Дом Пудовых стоял на отлете от деревни, запутавшись пряслами ветхого огорода в частом ельнике. К дому от дороги вилась пешеходная тропинка, которую никто никогда не расчищал, и сейчас, когда кругом снега осели, она грядкой возвышалась над ними.
Коней привязали у ворот, и большая глупая собака, прибежавшая со двора, начала лаять на них, ложась брюхом на снег.
Вошли в избу, с покатым к окнам полом и большой русской печью, на которой, думалось, мог без помех развернуться трактор. Пахло кислой капустой, вареной картошкой и хлебом. Лука Дмитриевич от этих теплых запахов проглотил слюну: за день он проголодался.
Братья Пудовы, Павел и Петр, сидели у стола. Оба здоровые, щекастые, лбы у обоих нависли над глазами. Глаза тяжело и лениво глядели из-под укрытия. Павел, старший, катал на чугунной каталке дробь, а Петр, поставив правую босую ногу на угол табурета и положив на колено руки, лениво глядел на брата.
— А ну, хлопцы, давай все железяки под стол, — весело гаркнул Голомидов. — Ваш голова гостевать пришел.
Братья без разговоров взялись убирать со стола ружейные гильзы, дробь, бумагу, каталку и другие инструменты. А сам Голомидов, отпыхиваясь и кашляя, быстро разделся, и, оставшись в красном свитере, туго обтянувшем его круглый животик, ушел в горницу. Вернулся он скоро, неся в обхват бутылки, банки, колбасу и булку хлеба городской выпечки.
— Вот такочки. Вот такесеньки, — с блаженной, сладенькой улыбкой на губах припевал Голомидов, раскладывая на столе закуску. — Лука Дмитриевич, пусть хлопцы отведут коней до места. Может, мы засидимся. Пусть отведут.
— Я уведу, — вызвался сам Пудов Петр. — Мне в Дядлово же, а идти пешком не хотелось. Но только чур, Лука Дмитриевич, вы отпустите меня поработать к нему. — Пудов-младший повел глазом на Голомидова.
— Иди, иди. Не держу. — Лузанов махнул рукой. — Только и у него долго не наработаешь. Ты же не привык в обе руки работать.

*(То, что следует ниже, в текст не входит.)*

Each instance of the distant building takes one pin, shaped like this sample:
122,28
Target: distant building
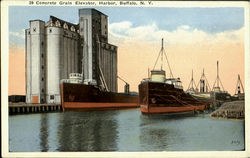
57,48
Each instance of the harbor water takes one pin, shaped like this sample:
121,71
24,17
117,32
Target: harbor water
122,130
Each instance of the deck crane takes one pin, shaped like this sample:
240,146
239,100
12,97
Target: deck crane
126,87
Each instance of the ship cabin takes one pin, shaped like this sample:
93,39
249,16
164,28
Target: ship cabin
160,76
73,78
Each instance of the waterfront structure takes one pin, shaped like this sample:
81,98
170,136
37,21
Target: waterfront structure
57,48
100,57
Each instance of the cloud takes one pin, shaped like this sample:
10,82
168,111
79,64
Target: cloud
18,34
125,32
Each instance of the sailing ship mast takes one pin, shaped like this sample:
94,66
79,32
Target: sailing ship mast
217,83
161,54
203,83
239,86
192,84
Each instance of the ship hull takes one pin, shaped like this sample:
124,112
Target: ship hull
80,97
162,98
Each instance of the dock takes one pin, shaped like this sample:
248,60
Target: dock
23,108
230,110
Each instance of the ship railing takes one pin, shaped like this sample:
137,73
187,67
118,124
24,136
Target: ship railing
145,80
65,81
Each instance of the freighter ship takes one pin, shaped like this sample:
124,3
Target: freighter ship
160,95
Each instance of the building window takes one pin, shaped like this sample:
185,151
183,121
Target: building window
52,97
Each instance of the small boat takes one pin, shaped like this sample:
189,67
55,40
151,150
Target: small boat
161,95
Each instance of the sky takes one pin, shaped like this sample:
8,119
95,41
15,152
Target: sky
194,38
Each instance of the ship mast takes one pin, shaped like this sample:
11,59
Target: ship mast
206,83
217,80
239,86
192,83
163,53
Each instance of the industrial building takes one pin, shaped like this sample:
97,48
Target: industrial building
57,48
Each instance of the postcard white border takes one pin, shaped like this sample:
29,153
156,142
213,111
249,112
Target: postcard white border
4,88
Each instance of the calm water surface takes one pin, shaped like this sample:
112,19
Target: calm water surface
125,130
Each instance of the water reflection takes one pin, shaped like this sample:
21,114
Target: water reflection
156,139
87,131
44,133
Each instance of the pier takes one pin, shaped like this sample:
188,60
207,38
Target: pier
230,110
23,108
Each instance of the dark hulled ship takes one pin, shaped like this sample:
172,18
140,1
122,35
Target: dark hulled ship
158,94
83,97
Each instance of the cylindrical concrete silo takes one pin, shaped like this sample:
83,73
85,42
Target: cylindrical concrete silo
53,64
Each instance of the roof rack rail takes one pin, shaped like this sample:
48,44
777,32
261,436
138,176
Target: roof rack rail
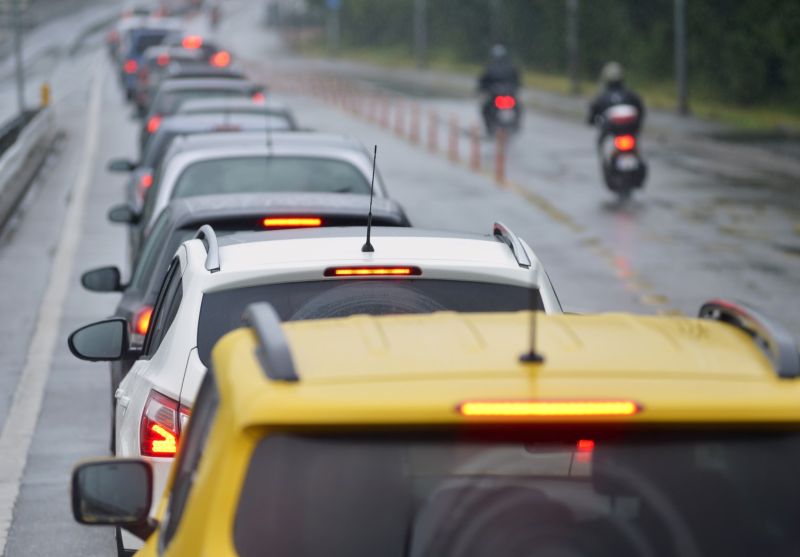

— Была нужда ломить вам задарма. А у него деньги. Потюкал топориком — денежки получи. Так вы говорили, Григорий Яковлевич?
— Твоя правда, хлопчик. Потюкал топориком — получи грошами.
— Да куда они тебе, Петруха, деньги-то? — усмехнулся Лука Дмитриевич и присел к столу, ладонью пригладил волосы назад — они по-прежнему остались жестко ежиться над лбом.
— Подкоплю деньжат, Лука Дмитриевич, и подамся, как ваш Серега, в город. Что мы, хуже других, что ли.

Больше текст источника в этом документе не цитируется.